A Classic of the Northern Territory

 

Jeanne Gunn, the bride of Aeneas Gunn, came to the Northern Territory in 1902. Her husband (referred to in the memoir as “the Maluka”) was appointed manager of a cattle station, the Elsey, south of Katherine, around the headwaters of the Roper River. Station staff dread her arrival at the rough-hewn homestead, but of course, come to love her even as they further her “education” to outback ways. The book, We of the Never-Never, recounts a year in the life of the station, beginning in the wet, continuing through the dry, and ending with the return of the wet and a grand Christmas dinner.

 

The term “never-never” is a vernacular reference to the outback reaches of the territory. Its exact origins are obscure, but the term, as used by Mrs. Gunn, refers both to space (way out there) and time (a place operating on its own clock and calendar).

 

Mrs. Gunn refers to her book as a “novel.” It appears to be, substantially, a memoir. We have the usual issues of sorting out recollections and fictionalizations, but we can take the work as her authentic depiction of station life, with some allowance for distillation and elaboration.

 

In my estimation, there are three important and intriguing themes to take from the book, all in the context of a colonial frontier.

 

1.      The response to the land, the environment of the Northern Territory.
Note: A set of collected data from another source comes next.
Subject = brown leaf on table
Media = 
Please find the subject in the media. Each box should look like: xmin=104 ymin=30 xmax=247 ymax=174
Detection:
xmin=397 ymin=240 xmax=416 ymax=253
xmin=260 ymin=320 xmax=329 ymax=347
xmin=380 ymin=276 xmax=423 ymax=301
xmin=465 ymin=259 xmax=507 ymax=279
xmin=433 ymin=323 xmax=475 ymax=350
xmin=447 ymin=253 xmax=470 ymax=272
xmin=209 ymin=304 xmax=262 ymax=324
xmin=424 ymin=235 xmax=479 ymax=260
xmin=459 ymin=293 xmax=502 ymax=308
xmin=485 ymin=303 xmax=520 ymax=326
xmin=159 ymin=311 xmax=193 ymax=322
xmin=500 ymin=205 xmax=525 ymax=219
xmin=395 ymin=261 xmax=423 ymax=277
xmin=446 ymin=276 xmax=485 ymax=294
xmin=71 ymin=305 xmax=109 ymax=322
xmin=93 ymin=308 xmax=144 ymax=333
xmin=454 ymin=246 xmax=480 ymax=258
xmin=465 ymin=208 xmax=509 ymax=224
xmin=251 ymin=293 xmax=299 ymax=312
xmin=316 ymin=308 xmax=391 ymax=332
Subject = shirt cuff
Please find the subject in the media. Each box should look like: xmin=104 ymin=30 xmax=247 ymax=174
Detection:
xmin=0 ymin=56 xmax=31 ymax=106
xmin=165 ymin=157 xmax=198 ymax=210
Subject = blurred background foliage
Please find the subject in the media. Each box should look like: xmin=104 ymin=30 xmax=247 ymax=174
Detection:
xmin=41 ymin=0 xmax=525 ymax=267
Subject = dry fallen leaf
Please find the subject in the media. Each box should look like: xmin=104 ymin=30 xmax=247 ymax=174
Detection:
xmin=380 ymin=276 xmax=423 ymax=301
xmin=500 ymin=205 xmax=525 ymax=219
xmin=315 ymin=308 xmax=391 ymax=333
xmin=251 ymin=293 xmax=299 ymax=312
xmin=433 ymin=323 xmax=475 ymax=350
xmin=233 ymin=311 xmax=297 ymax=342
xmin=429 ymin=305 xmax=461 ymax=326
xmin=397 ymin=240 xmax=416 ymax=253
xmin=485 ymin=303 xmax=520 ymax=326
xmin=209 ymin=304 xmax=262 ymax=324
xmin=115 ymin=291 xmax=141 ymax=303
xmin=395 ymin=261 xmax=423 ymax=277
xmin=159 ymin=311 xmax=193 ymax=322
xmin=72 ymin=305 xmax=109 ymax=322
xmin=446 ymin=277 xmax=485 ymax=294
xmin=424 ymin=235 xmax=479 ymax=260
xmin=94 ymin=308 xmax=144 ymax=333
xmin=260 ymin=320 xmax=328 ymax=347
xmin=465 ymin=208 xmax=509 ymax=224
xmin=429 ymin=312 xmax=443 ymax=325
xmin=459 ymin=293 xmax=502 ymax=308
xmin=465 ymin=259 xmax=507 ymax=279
The book is filled with details of interaction with the environment—grasshoppers devouring the garden, waterfowl frequenting the lagoon, cattle work being organized around waterholes, and so on. This is a rich text for environmental history, an aspect of the work frequently overlooked.

 

2.      Gender, the way in which this particular woman finds her place at the station in relation to male station workers, Chinese cooks, and aboriginal workers. This is interesting both in detail and in rhetoric, and is the most commonly discussed aspect of the book.

 

3.      Race, the hierarchy of race and labor relations on the station. The aboriginal workers are glimpsed vaguely, certain individuals appearing in stereotype, the others resident at the station lumped into a mass, and the relationship with aboriginals in the bush left ambivalent. The book is utterly permeated by racial stereotypes—of aborigines, of Chinese, and of Scots. This is the aspect of the book that makes Australians, who have embraced the book as an iconic depiction of bush life, uncomfortable.

 

There is an online version of the work available via Project Gutenberg.

 

A laudable film adaptation of the work was released in 1982 starring Angela Punch McGregor. An interesting aspect of the adaptation is that its interpretation reflects the times not of the book but of the film. In the film Mrs. Gunn is transformed into an advocate for racial justice. There is no hint of such in the original book.

 

In 2000 the Elsey was returned to aboriginal ownership, title passing to the Maharri people.

 

Aeneas Gunn, the Maluka, is buried at Elsey, where he died of malaria. Jeanne Gunn, the Missus, is buried in Melbourne.

 

A brief biography of Mrs. Gunn is in Australian Women.

 

First Edition

 

Gunn, Mrs. Aeneas. We of the Never-Never. London: Hutchinson, 1907.